This year Chameleon hosted the IndySCC competition, in which teams optimize a variety of HPC workloads in order to complete the most computations during a 48 hour final, all while staying below a strict power cap. Each year Supercomputing hosts the Student Cluster Competition (SCC), drawing teams from around the world to push HPC software and hardware to, and sometimes beyond, its limits. IndySCC is meant to be analogous to the in-person SCC, but uses cloud/shared resources so that more teams can participate. In the months leading up to the competition, the teams participate in a “Virtual Course”, completing assignments to familiarize themselves with cloud computing concepts, as well as the HPC workloads. 5 teams participated in IndySCC 2021, each consisting of up to 6 students plus an advisor. The teams were from UIUC, Monash University, Australia, ETH Zurich, Switzerland, Texas A&M, and Sun Yat-sen University, China.
Starting in July, the teams made short term leases on Chameleon to complete each assignment, as well as a lease well in advance for the 48 hour competition run on November 6-7. Each team reserved 2 P100 nodes on CHI@TACC, in rack 11 to ensure no bandwidth restrictions. The SCC committee also reserved 2 nodes as “spares”, to be used in the case of hardware issues.
In addition to Chameleon hardware, NCAR contributed 5 ARM Thunder X2 machines, operating as a Chameleon Associate site. Each team was allowed to reserve one of these for use in the competition, with the intent to make the site generally available to the community after SC21.
Before the 48 hour final competition, teams selected the specific nodes they planned to use; this could be any subset of 2x P100 and 1x ARM. The teams were required to submit results from 4 applications, HPCG, GROMACS, John the Ripper, each of which they had previously completed an assignment and benchmark for.
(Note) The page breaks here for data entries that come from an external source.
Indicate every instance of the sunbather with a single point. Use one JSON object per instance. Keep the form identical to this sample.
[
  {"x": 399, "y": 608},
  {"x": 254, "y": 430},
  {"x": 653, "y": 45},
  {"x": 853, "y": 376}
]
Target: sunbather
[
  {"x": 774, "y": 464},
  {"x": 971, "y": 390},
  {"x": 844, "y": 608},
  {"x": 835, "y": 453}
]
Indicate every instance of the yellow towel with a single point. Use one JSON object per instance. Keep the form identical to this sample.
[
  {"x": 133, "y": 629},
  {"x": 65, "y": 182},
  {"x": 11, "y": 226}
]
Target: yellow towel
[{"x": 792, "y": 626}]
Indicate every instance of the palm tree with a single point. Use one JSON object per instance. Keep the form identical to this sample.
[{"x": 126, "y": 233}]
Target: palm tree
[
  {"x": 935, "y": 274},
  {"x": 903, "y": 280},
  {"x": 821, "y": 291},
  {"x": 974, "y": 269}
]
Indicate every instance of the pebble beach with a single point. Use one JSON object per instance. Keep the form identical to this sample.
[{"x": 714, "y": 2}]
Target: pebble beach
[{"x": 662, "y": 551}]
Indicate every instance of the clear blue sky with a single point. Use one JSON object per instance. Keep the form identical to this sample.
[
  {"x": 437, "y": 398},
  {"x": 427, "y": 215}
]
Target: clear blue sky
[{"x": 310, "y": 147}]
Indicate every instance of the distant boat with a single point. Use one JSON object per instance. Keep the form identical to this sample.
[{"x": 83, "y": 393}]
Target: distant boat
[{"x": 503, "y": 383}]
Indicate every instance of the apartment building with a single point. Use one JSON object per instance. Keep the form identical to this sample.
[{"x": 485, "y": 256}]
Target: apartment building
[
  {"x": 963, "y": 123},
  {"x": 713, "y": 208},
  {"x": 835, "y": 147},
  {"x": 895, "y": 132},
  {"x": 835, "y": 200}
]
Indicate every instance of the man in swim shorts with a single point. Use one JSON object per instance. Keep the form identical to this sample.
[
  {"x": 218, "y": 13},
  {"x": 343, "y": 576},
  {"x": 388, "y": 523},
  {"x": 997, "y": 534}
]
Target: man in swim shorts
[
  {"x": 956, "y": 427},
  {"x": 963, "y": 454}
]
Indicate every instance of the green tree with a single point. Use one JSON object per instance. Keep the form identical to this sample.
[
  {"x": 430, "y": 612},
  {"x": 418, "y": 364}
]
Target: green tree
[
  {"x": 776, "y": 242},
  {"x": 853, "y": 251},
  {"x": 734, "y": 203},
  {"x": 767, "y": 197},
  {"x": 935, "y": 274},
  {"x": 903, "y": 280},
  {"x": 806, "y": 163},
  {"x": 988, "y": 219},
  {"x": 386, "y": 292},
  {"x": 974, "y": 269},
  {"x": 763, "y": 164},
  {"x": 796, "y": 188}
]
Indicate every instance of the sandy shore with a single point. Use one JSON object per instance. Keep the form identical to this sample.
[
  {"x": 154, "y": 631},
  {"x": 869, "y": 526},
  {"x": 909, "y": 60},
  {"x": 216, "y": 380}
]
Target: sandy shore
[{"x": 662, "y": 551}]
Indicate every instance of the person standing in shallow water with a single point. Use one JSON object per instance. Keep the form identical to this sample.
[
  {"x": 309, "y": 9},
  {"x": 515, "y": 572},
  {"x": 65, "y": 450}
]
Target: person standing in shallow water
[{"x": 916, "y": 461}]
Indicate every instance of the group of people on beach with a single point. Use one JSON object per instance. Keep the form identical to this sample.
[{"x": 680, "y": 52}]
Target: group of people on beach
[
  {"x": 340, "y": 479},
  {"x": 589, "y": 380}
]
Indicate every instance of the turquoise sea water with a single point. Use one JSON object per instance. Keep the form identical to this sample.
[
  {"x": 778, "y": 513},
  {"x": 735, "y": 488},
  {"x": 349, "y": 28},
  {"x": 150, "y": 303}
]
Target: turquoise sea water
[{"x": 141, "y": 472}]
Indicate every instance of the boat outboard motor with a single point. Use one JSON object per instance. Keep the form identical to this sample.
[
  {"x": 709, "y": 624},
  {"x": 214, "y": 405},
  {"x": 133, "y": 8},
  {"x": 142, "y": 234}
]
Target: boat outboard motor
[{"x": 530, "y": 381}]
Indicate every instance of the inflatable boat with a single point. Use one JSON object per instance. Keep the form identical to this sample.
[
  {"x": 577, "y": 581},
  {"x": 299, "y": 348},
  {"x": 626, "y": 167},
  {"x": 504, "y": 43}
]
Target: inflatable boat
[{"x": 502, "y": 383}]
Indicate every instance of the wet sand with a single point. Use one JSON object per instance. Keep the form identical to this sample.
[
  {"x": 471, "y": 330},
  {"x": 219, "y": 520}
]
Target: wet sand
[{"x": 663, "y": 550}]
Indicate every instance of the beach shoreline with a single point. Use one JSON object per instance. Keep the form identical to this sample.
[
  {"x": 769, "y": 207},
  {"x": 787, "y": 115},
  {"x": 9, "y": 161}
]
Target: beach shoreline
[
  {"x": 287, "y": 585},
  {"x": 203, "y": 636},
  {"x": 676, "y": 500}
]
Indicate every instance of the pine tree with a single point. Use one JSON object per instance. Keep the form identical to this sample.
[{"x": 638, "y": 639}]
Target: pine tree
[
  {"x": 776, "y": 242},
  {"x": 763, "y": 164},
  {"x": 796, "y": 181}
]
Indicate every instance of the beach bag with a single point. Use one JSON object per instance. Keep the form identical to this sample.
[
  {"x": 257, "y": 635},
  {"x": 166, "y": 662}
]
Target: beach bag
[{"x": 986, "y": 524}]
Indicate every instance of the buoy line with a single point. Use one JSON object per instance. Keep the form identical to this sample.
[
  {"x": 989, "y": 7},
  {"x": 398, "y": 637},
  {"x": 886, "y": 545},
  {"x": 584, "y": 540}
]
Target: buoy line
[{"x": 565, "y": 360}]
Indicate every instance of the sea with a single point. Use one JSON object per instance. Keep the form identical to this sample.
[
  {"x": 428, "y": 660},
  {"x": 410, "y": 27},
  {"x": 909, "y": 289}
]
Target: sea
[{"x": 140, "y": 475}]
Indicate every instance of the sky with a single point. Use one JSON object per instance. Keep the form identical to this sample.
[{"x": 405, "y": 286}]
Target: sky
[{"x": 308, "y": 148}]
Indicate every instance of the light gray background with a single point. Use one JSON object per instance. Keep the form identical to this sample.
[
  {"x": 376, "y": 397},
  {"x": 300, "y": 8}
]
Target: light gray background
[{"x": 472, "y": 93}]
At the beginning of the competition itself, Devito: Fast Stencil Computation from Symbolic Specification was announced as the “Mystery Application”. Teams were judged privately based on how many correct answers they submitted from each application, with a penalty applied if they exceeded the 1100 watt power cap.
The Chameleon team made available power monitoring Grafana displays for CHI@TACC , and CHI@NCAR resources. CHI@TACC information was obtained from the DCMI interface of each node’s BMC) and CHI@NCAR by querying smart PDUs, as nodes lacked DCMI support. In both cases, the information was aggregated by a Prometheus instance on the CHI@NCAR site, then made available to the teams and the public via Grafana, using Chameleon’s keycloak instance for single-sign-on. The power usage during the competition is shown on the attached graph, but winners are yet to be announced.
This effort will be presented as a talk at the HPCSYSPROS workshop during SC21, on Sunday November 14th.